Así pues la única forma en la cual el avaro puede curarse de tal indolencia, es abriendo los ojos ante lo que él mismo necesita, y de lo cual se priva con tal de acumular, de modo que pueda sentir junto con los otros tanto las alegrías como las desgracias, sentimiento que lo puede conducir a compartir lo que tiene y a integrarse a la comunidad de la que lo aleja su avidez por la riqueza.
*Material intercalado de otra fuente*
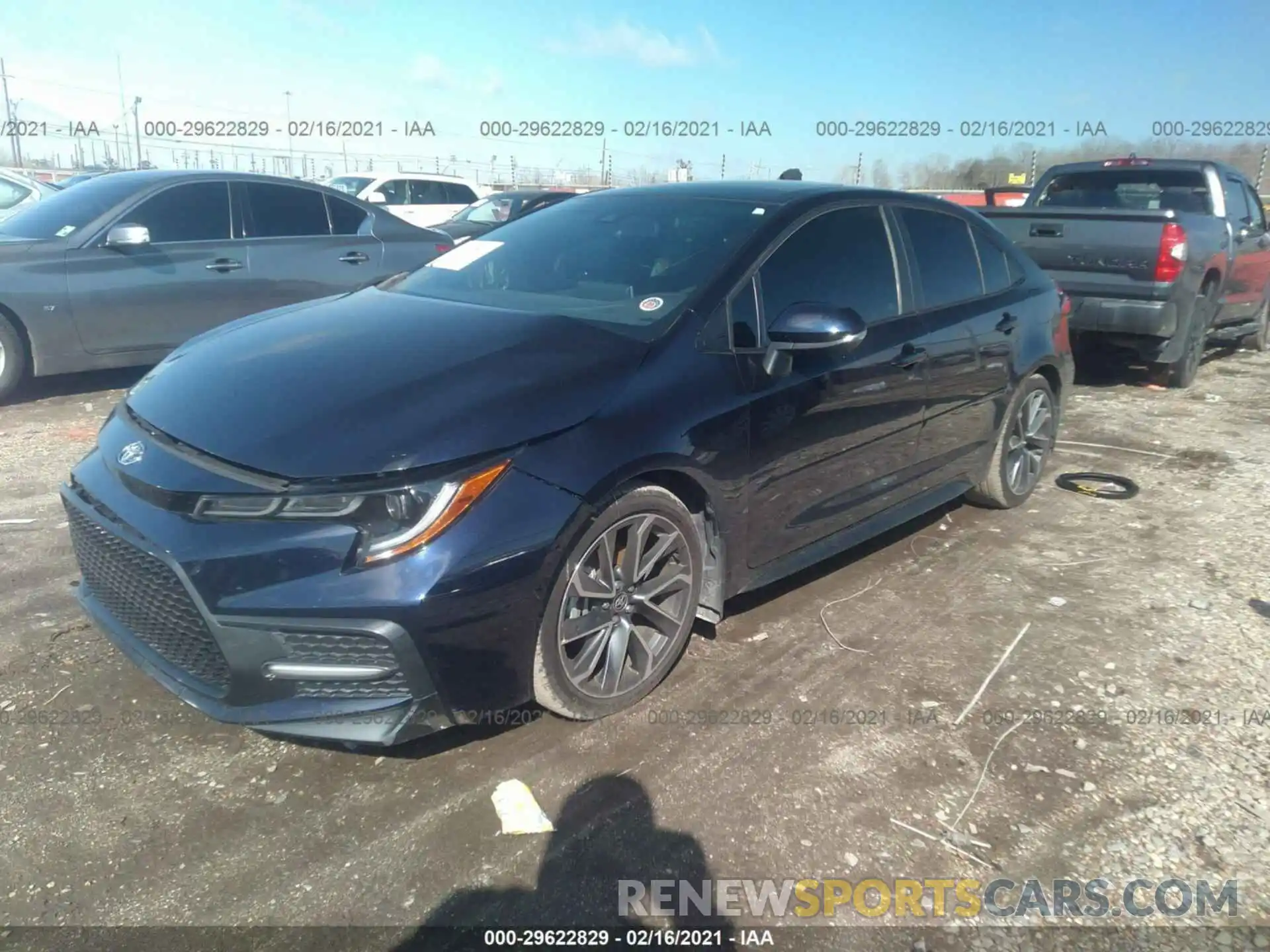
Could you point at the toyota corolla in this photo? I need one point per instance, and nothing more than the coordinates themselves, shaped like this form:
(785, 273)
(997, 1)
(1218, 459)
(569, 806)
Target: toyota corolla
(524, 471)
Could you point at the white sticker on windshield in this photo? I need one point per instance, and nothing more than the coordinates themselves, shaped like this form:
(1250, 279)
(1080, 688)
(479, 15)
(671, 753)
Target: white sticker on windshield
(461, 255)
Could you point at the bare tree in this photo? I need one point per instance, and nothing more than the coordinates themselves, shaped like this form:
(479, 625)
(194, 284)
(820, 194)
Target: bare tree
(879, 177)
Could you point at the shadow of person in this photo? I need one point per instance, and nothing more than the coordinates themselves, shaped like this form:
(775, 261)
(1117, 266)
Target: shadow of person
(606, 833)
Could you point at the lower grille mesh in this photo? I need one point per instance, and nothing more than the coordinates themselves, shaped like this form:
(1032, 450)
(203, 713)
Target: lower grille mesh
(148, 600)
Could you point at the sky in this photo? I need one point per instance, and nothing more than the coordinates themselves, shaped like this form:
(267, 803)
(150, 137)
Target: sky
(1124, 63)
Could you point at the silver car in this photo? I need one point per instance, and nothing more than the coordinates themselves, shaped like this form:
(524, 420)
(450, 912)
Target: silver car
(19, 192)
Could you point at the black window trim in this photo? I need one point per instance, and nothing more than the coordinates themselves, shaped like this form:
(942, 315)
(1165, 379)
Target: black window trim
(98, 239)
(976, 231)
(321, 193)
(919, 291)
(904, 294)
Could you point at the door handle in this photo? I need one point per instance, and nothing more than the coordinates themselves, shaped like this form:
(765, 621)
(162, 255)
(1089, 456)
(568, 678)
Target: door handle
(1007, 323)
(910, 356)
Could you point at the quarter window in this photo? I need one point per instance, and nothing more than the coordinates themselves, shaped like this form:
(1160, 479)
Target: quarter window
(194, 212)
(842, 258)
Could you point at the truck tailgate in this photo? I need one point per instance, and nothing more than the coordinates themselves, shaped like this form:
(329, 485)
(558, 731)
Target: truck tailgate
(1089, 252)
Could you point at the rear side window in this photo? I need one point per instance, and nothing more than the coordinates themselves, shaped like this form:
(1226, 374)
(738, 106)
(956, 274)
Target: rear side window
(282, 211)
(346, 218)
(194, 212)
(947, 262)
(429, 193)
(994, 262)
(1236, 201)
(841, 258)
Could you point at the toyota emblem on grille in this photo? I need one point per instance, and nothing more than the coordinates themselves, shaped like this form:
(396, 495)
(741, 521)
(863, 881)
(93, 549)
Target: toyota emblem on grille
(132, 454)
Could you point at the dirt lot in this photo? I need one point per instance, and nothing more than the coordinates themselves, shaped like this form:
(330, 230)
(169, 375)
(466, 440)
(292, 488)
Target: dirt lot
(121, 807)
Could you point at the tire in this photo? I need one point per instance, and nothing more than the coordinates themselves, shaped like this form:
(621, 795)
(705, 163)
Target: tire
(1259, 339)
(1183, 372)
(13, 358)
(571, 677)
(1023, 430)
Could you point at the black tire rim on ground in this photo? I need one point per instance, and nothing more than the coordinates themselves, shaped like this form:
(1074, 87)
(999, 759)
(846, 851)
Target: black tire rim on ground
(625, 606)
(1078, 483)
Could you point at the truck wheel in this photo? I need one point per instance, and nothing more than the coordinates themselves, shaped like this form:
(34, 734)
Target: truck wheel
(13, 358)
(1260, 339)
(1183, 372)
No está por demás señalar que la compasión sólo puede presentarse entre amigos, es decir, entre seres que se conocen, pues sin el conocimiento que el amigo tiene del otro la comprensión de lo que siente el otro resulta imimaginable, no es posible comprender bien a quien es desconocido. Este carácter comunitario de la compasión, nos puede llevar a concluir que si bien es imposible una comunidad conformada por avaros, una comunidad conformada por hombres compasivos, no sólo es posible, también es deseable, pues no hay mejor comunidad que la que se puede formar con los amigos.

Maigoalida de la Luz Gómez Torres.


[1] Cfr. La entrada del DRAE para compasión.

[2] Cfr. La entrada del DRAE para lástima.